Ein weiteres Buch der Autorin:
"Warum bist du nicht vor dem Krieg gekommen?"
Ihre Mutter Helena, das ist Elisabeths ganze Familie, sonst gibt es keine Verwandten.
Und Helena ist nicht wie andere Mütter. Sie kommt von "dort", und hier,
in
Tel Aviv, im gerade entstandenen Staat Israel, versucht sie für sich und
ihre Tochter ein neues Leben aufzubauen. Doch die Vergangenheit wirkt untergründig
fort: Helena malt für ihre Tochter ein Bild, um ihr bei den Hausaufgaben zu
helfen. "Landarbeit" lautet das gestellte Thema, und während sich auf den Bildern
der anderen Kinder Pioniere und Zitrusfrüchte tummeln, wachsen bei Helena nur
Grabsteine in den Himmel.
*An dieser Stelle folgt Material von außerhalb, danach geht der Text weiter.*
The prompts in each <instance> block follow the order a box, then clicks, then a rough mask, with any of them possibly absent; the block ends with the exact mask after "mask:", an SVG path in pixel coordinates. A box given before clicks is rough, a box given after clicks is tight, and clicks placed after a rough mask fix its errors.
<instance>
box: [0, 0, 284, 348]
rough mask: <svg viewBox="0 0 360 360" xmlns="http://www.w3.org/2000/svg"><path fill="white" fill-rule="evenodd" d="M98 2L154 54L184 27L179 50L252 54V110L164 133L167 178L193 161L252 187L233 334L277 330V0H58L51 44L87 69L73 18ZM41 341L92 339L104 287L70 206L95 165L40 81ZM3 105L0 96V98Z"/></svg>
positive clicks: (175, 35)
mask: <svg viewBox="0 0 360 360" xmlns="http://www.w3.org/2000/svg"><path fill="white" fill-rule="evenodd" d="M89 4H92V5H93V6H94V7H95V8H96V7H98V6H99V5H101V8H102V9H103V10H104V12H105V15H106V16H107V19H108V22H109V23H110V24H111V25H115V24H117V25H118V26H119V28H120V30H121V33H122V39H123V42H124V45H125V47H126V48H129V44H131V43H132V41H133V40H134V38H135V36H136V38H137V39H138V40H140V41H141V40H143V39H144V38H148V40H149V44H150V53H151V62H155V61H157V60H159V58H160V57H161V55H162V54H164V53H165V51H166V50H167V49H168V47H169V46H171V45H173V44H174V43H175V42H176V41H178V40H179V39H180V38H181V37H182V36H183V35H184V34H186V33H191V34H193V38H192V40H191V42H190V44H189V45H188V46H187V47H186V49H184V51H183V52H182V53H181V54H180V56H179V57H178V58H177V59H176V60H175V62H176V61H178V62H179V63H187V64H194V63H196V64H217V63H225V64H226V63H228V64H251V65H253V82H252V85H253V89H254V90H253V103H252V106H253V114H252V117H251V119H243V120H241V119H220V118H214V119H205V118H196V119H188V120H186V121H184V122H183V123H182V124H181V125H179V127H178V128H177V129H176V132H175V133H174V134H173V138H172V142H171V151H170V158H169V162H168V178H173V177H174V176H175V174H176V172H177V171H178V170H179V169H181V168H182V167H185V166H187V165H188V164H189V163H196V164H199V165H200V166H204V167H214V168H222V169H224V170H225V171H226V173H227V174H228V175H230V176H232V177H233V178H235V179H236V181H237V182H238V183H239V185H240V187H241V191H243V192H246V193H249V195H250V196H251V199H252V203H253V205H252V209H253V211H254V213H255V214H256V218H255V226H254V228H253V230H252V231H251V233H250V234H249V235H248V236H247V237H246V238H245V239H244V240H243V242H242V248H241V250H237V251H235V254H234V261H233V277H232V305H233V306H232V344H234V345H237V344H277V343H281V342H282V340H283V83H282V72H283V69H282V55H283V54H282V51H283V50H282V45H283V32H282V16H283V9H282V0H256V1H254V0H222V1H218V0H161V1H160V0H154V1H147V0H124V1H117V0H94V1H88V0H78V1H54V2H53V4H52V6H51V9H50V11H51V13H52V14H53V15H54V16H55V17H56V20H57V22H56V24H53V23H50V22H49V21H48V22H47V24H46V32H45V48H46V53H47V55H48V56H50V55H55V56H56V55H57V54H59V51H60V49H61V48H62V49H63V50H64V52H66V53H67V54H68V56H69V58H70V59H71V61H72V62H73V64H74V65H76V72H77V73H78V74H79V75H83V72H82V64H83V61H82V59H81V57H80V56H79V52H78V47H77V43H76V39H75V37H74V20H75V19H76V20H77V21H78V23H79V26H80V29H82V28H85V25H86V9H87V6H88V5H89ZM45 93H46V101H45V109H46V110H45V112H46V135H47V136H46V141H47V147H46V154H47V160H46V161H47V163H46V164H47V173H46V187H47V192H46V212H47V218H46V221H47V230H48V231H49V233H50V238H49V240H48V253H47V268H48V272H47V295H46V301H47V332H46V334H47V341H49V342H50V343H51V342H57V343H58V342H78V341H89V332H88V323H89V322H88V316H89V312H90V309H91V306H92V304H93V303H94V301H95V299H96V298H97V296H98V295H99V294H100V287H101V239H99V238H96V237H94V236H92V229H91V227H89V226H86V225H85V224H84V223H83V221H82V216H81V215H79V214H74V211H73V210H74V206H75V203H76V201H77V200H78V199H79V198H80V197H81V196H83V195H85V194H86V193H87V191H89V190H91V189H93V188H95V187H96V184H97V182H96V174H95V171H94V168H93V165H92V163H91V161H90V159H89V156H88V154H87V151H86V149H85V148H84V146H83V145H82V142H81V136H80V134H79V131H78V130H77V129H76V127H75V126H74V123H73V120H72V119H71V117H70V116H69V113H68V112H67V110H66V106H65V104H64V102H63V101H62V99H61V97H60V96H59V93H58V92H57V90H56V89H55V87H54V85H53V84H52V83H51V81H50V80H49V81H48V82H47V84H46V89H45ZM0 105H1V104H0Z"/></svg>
In einer Folge von eindringlichen, zum Teil aberwitzigen
Episoden erinnert sich Elisabeth an ihre Mutter: eine
Überlebende der Shoah,
eine mutige und kämpferische Frau, entschieden auf ihre Würde bedacht, die sie
mit Witz und Einfallsreichtum zu wahren weiß. Es ist die Gegenwart von Mutter
und Tochter, von der Lizzie Doron erzählt, lakonisch und liebevoll - aus der
Sicht des Kindes, das aufwächst mit den Ängsten und der Trauer der Mutter, inmitten
einer neuen Welt, die davon wenig wissen will und Menschen wie Helena allenfalls
fragt: Warum bist du nicht vor dem Krieg gekommen? (Jüdischer Verlag)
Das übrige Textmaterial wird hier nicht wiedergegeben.